Point de départ de la prescription d’un meurtre : la chambre criminelle reste inflexible
Une jeune femme avait garé son véhicule devant un immeuble dans lequel elle était entrée. Deux témoins avaient entendu un cri long et dégressif. Elle n’avait plus réapparu.
Après une enquête dans l’intérêt des familles, immédiatement déclenchée, une information contre personne non dénommée des chefs d’arrestation et séquestration arbitraire est ouverte, qui se conclut par une ordonnance de non-lieu, confirmée par un arrêt de la chambre d’accusation contre lequel un pourvoi est formé, qui est rejeté.
Plusieurs années plus tard, le procureur de la République ordonne une enquête préliminaire à la suite de la réception d’une lettre du frère de la disparue et ouvre une nouvelle information.
Vingt-six ans après la disparition, un homme est interpellé et avoue avoir tué la jeune femme en l’étranglant, à l’occasion d’une altercation provoquée par la circonstance qu’elle s’était, selon lui, mal garée.
Son avocat sollicite notamment l’annulation de sa mise en examen pour cause de prescription de l’action publique et demande sa mise en liberté.
Il résulte de l’article 7 du Code de procédure pénale, dans sa version antérieure à la loi n° 2017-242 du 27 février 2017 qu’en matière de crime, l’action publique se prescrit par dix années révolues à compter du jour où le crime a été commis si, dans cet intervalle, il n’a été fait aucun acte d’instruction ou de poursuite.
Selon l’article 9-3 du même code, tout obstacle de fait insurmontable et assimilable à la force majeure, qui rend impossible la mise en mouvement ou l’exercice de l’action publique, suspend la prescription.
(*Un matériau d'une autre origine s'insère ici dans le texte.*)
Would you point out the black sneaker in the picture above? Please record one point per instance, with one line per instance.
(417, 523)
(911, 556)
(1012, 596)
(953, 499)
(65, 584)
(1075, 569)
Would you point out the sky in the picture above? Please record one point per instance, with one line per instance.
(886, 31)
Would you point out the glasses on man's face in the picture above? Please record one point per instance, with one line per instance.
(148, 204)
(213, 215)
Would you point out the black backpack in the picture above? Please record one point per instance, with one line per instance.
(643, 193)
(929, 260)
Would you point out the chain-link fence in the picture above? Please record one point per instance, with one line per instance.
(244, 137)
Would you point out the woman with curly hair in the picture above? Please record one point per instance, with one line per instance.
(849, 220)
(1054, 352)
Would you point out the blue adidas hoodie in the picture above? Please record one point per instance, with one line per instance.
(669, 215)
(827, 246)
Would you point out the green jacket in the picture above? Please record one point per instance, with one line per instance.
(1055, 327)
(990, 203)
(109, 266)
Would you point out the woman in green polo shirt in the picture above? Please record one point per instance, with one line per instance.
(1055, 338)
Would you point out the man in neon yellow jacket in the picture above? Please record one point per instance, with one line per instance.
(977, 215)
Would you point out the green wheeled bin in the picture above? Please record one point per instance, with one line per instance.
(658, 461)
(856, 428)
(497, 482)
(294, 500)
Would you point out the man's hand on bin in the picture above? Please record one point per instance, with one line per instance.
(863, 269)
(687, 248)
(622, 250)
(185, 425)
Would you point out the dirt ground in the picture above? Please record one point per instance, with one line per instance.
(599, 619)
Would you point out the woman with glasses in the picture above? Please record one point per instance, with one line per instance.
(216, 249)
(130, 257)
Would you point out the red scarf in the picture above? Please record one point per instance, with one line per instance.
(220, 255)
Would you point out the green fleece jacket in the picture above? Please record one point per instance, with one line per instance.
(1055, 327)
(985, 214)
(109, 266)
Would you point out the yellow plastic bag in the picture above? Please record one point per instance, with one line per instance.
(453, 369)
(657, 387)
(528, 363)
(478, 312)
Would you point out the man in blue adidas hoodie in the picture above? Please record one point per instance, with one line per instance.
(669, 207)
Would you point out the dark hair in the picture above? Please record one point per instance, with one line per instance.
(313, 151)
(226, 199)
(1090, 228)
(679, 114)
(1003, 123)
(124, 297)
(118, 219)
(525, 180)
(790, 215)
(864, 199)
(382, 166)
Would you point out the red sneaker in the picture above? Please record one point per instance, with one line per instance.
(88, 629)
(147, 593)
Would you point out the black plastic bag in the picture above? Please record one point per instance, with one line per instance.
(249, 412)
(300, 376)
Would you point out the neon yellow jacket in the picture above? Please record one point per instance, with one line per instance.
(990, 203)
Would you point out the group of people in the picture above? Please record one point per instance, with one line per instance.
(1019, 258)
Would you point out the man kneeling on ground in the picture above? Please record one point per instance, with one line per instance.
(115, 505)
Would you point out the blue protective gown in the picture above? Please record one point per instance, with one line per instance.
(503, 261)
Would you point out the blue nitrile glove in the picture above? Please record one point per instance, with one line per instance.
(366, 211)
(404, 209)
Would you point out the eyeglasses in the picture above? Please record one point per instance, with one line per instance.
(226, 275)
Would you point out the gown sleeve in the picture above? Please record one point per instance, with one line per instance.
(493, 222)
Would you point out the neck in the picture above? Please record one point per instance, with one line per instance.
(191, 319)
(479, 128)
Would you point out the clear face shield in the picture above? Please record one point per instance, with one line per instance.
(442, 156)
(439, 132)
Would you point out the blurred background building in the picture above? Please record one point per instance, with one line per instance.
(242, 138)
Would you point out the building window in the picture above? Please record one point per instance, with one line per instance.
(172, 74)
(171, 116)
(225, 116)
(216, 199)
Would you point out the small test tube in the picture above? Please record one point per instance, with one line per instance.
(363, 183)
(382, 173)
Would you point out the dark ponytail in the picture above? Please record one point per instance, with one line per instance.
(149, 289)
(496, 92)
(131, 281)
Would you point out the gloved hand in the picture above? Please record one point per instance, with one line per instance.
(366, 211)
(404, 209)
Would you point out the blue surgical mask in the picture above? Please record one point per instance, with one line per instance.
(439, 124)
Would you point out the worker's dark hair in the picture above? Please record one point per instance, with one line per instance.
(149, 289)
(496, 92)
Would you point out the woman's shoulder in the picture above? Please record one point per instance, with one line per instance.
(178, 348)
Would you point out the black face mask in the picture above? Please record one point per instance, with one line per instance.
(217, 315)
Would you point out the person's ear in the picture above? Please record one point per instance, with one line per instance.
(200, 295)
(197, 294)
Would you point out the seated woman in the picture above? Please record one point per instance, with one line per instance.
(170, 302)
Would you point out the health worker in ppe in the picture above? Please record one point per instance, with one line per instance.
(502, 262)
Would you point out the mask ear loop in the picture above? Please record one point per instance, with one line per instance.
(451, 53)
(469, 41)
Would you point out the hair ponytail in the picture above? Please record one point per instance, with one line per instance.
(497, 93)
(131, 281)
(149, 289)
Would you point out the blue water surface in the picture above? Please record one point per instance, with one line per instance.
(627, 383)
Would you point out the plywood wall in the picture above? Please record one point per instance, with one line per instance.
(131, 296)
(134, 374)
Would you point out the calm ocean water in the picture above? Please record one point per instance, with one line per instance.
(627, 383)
Pour rejeter la demande de constatation d’extinction de l’action publique du chef de meurtre à raison de la prescription, l’arrêt attaqué énonce que le meurtre paraît pouvoir être fixé au jour de sa disparition, mais que les investigations alors effectuées dans le cadre de l’enquête de recherche dans l’intérêt des familles puis de l’information ouverte des chefs d’arrestation et séquestration n’ont pas permis de retrouver d’indice de violences ou d’homicide, seuls deux témoins ayant entendu le cri de douleur d’une femme à proximité du lieu où le véhicule de la victime a été découvert, portière ouverte et effets personnels à l’intérieur.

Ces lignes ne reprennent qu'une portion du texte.